At the meeting, Tennant argued that although the development of the Machine-Readable Cataloging record (MARC) was a "crowning achievement" of the library world, at its base it is an inventory control system. He feels that MARC is anachronistic and deficient, considering our bibliographic description needs today. MARC was introduced in the late 1960's, when computing power and storage were expensive, scarce, and unwieldy. Because of developments such as inexpensive and compact disk space, major changes in software systems and new technologies, we can do better today.

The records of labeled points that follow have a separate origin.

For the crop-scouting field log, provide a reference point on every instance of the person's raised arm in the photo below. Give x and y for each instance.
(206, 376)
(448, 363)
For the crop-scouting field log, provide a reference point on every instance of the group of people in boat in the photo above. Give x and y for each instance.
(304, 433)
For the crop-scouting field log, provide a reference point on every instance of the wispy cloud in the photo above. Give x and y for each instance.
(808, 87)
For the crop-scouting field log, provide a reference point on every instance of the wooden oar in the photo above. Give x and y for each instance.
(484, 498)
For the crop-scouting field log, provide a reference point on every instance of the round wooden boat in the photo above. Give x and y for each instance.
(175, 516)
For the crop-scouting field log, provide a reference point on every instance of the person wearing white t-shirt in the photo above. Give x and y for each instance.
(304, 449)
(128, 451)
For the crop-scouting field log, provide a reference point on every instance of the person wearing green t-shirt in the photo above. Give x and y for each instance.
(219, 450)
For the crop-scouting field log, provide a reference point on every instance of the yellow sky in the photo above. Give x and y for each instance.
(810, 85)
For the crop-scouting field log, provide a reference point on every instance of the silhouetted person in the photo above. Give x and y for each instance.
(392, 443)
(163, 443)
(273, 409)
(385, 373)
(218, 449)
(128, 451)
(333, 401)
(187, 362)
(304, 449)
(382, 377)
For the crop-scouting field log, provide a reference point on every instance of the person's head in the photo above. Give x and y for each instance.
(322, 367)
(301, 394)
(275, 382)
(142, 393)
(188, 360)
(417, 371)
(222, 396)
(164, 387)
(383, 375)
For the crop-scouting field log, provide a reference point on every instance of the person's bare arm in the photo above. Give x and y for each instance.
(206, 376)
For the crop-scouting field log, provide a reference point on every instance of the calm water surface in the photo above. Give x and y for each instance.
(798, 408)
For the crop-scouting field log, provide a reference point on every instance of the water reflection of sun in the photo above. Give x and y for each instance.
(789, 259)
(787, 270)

Tennant suggests that we develop new encoding standards. Rather than continue to adapt MARC, he believes we would be better off starting from scratch and devising a new system as we did over thirty years ago. We need more than a format or rules; we need an actual infrastructure that is so versatile it can deal with many different kinds of formats at once. "We need to be capable of ingesting, if you will—importing, merging—different formats. We need an infrastructure that can take any arbitrary chunk of metadata and do something useful with it. We need extensibility because as time goes on, we are going to need to be able to extend it." He proposes that we use Functional Requirements for Bibliographic Records (FRBR) as a base from which to devise an encoding standard that provides us with more power and flexibility. The information science world is already moving to XML, which allows the hierarchical expression of information and uses an alphabetic rather than numeric syntax. An alphabetic syntax would make bibliographic records easier to navigate and metadata more understandable and accessible to a greater number of people. Further, metadata schemata that express hierarchical relationships (such as different editions or printings of the same title) would be of great use to library patrons.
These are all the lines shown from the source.